New freedoms bring new frameworks. Look at our secular freedoms like freedom of speech, of religion, of assembly, they are defined and regulated in our laws and constitutions, such as the Bill of Rights that contains the first amendments to the US constitution or in the European Declaration of Human Rights. And freedoms have to be limited, because one person’s freedom can impinge another’s. Free speech is not unlimited: lies, exaggerations, or personal defamation are not allowed. And I am glad to live in a country that strictly limits the right to bear arms, especially firearms, as the freedom of the person bearing arms too often proves to be fatal for those who don’t.
Paul too introduces a new framework, when he refers to Christians having become obedient to the “form of teaching to which you were entrusted.” (6:17) By this he probably means the, at that time still oral, accounts of Jesus’ life and teaching, the practice of the Eucharist, and a code of practice of virtuous behavior. Presenting our members, our bodies and intellect, to God for “as instruments of righteousness” (6:13) means using them for righteous purposes, serving our fellow humans beings out of our love for Jesus, or as we heard in Matthew’s Gospel today, being welcoming and hospitable not just to prophets and righteous persons but to any “little one.” 

The difference between this “form of teaching” and law is the motivation. We are obedient from the heart – that is because we choose to be and because we are being transformed from within until this sort of behavior becomes part of our nature. Our Christian freedom is in this choice. On the one hand we can choose to live by behavior which is, at least in the long term both destructive to us and to those around us. Excessive drinking for example does eventually have consequences for our health and severely impacts how we relate to others. When Paul refers to death as the wages of sin, (6:23) he is not threatening a punishment, but simply describing the consequence of “sinful” behavior. 

Eternal life on the other hand is not earned; it is a free gift of God. Our new master is not the tyrant he is often claimed to be, and to be honest the one too many Christians make God out to be with lots of new rules and prohibitions. God’s character, as demonstrated in Jesus’ life and work, is grace and generosity.
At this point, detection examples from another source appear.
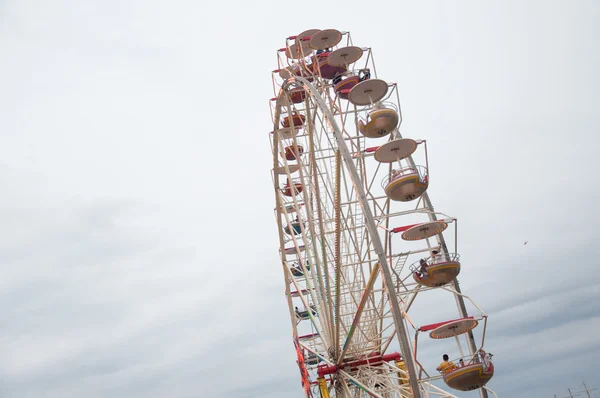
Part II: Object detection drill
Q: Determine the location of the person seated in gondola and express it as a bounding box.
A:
[291,262,304,276]
[435,354,458,375]
[419,258,429,278]
[477,348,493,371]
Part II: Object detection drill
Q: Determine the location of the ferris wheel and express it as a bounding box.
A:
[270,29,495,398]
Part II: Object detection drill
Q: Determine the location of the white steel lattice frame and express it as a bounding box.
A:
[271,28,494,397]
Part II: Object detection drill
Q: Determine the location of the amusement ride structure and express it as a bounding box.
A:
[270,29,495,398]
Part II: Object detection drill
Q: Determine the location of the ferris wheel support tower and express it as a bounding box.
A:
[282,77,421,398]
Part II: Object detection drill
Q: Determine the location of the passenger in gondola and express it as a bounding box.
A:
[477,348,492,370]
[419,258,429,277]
[435,354,458,375]
[431,250,439,264]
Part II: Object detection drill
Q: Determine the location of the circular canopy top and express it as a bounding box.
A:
[375,138,417,163]
[402,221,448,240]
[429,318,479,339]
[285,42,312,59]
[309,29,342,50]
[348,79,388,106]
[327,46,363,67]
[276,127,300,140]
[275,164,300,175]
[296,29,321,43]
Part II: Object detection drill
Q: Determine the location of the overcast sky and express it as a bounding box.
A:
[0,0,600,398]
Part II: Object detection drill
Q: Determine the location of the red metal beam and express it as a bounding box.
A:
[317,352,401,377]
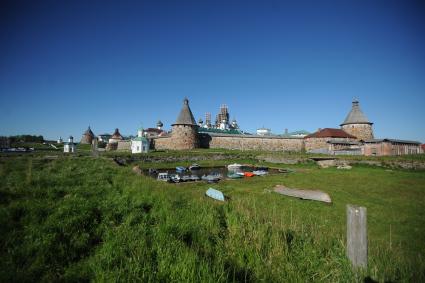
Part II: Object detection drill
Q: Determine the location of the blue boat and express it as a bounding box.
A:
[205,188,224,201]
[176,166,186,172]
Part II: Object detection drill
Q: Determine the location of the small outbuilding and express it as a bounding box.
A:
[131,129,149,153]
[80,126,95,144]
[63,136,77,153]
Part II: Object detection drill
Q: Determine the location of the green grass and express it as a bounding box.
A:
[0,154,425,282]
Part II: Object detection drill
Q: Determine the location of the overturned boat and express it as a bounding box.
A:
[205,188,224,201]
[227,163,242,171]
[201,173,223,183]
[189,163,201,171]
[252,170,269,176]
[274,185,332,203]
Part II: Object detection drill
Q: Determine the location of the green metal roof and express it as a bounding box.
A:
[132,137,148,142]
[198,128,243,135]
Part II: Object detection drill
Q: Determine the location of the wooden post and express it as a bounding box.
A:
[91,140,99,157]
[347,204,367,268]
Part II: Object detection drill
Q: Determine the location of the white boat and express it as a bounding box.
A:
[205,188,225,201]
[189,163,201,170]
[252,170,269,176]
[227,163,242,170]
[156,173,170,182]
[201,173,223,183]
[274,185,332,203]
[169,174,181,183]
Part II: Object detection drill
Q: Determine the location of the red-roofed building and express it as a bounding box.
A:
[304,128,360,153]
[143,128,166,138]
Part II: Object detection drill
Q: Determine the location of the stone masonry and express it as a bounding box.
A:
[200,134,304,151]
[341,124,373,140]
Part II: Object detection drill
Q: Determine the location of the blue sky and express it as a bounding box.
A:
[0,0,425,142]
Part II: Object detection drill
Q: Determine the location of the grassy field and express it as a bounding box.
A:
[0,154,425,282]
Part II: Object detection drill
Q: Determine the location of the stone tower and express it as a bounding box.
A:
[80,126,94,144]
[341,99,373,140]
[171,98,199,150]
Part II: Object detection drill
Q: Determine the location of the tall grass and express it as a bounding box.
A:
[0,157,425,282]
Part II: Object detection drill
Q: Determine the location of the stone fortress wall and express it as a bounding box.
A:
[152,133,304,152]
[200,134,304,151]
[341,124,373,140]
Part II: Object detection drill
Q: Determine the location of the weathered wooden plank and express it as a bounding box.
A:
[347,204,367,268]
[274,185,332,203]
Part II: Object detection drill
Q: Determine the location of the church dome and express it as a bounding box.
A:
[341,99,373,126]
[173,98,196,126]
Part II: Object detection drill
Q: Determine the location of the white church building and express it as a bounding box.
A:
[63,136,76,153]
[131,128,149,153]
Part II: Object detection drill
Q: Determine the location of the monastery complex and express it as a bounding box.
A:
[81,98,423,156]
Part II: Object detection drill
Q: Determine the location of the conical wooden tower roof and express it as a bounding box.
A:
[172,98,196,126]
[341,100,373,126]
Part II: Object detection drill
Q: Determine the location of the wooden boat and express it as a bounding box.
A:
[189,163,201,170]
[227,173,243,179]
[168,174,182,183]
[201,173,223,183]
[274,185,332,203]
[181,175,192,182]
[277,168,295,173]
[156,173,170,182]
[190,175,201,181]
[205,188,224,201]
[227,163,242,170]
[252,170,269,176]
[176,166,186,172]
[255,166,269,171]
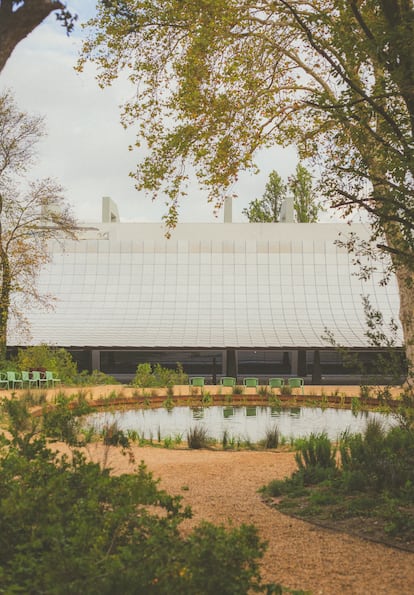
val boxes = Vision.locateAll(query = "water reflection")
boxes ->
[88,406,392,442]
[191,407,205,419]
[246,407,257,417]
[223,407,234,419]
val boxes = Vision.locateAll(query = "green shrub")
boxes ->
[132,363,188,388]
[0,400,268,595]
[187,426,209,449]
[340,421,414,493]
[16,344,78,384]
[263,426,280,448]
[295,432,336,484]
[74,370,119,386]
[42,394,91,446]
[102,421,130,448]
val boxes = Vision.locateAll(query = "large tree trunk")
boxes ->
[0,240,11,361]
[388,266,414,388]
[0,0,64,71]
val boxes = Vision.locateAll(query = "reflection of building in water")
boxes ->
[9,201,401,384]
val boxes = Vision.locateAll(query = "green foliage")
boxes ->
[262,426,280,448]
[242,163,320,223]
[43,394,91,446]
[187,426,210,449]
[184,522,264,595]
[102,422,130,449]
[242,171,287,223]
[233,384,244,395]
[0,401,266,595]
[132,363,188,388]
[74,370,119,386]
[261,421,414,547]
[16,344,77,384]
[289,163,321,223]
[340,421,414,494]
[295,432,336,484]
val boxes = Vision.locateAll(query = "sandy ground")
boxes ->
[2,386,414,595]
[81,445,414,595]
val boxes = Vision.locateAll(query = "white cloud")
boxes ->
[0,0,334,226]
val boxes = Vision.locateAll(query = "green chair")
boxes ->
[243,378,259,388]
[288,378,305,395]
[220,376,236,387]
[21,371,39,389]
[45,371,62,386]
[30,370,40,388]
[6,371,23,388]
[269,378,285,388]
[0,372,10,389]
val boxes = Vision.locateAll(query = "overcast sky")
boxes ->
[0,0,334,222]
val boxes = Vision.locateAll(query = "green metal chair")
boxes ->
[6,371,23,388]
[45,371,62,386]
[0,372,10,389]
[190,376,204,386]
[220,376,236,387]
[21,371,39,389]
[269,378,285,388]
[243,378,259,388]
[30,370,40,388]
[288,378,305,395]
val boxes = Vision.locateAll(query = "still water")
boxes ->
[88,406,393,443]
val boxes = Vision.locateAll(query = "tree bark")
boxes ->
[0,210,11,361]
[0,0,64,71]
Living according to the “form of teaching” is not about earning salvation, but about living saved lives now, beginning our resurrection life in the present time, and living in this world as one dedicated to God.  That is what Paul means by us getting sanctification at the end of which is eternal life in Christ Jesus.  
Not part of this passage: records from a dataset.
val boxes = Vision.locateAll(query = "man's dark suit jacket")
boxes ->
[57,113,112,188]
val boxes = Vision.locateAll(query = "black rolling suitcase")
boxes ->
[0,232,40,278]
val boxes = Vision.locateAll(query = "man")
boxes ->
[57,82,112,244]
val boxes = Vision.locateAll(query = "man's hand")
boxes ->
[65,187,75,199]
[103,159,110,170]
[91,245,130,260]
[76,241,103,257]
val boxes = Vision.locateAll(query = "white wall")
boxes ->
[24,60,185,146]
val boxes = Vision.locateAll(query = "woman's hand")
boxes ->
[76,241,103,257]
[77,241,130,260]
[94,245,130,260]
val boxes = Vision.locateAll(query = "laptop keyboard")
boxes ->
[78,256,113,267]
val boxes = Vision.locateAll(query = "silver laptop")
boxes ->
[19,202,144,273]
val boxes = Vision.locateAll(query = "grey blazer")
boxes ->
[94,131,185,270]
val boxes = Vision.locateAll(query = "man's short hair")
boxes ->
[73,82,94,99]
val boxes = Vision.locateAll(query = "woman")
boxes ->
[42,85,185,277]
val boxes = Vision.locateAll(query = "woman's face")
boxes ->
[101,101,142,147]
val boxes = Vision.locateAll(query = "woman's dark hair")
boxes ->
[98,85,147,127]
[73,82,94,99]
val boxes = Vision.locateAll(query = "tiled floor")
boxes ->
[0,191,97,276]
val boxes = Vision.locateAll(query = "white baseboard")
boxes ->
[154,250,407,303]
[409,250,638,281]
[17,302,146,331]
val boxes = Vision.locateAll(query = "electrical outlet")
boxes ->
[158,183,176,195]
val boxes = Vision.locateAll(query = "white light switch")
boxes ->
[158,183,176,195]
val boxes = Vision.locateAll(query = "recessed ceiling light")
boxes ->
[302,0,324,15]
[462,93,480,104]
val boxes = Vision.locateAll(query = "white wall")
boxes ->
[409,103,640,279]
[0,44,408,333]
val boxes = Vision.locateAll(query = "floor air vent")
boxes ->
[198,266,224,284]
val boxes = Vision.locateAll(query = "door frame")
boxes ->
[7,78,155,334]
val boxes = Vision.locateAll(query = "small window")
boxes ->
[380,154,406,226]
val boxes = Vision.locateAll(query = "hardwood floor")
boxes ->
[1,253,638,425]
That was also Martin Luther’s conclusion in his final, 30th thesis ofOn the Freedom of a Christian.” Christians, he says, does not live in or for themselves, but in Christ and in their neighbor. They live in Christ by faith and in their neighbor by love. Christian freedom frees the heart from all sin, law and commands he concludes.

So we are free to choose good or bad, free to choose which Lord or Master we serve. Christian Liberty is service, the service of Christ motivated by love. This freedom can be found; we don’t have to look far for it. This (the cross) is the symbol of Christian freedom. It stands for Christ’s free choice to serve us, even unto death, and it stands for his offer of the free choice of serving God through him and in one another. This is what one of the Collects in our Prayer Book calls perfect freedom: 

“O God, the author of peace and lover of concord, to know you is eternal life and to serve you is perfect freedom.”[1]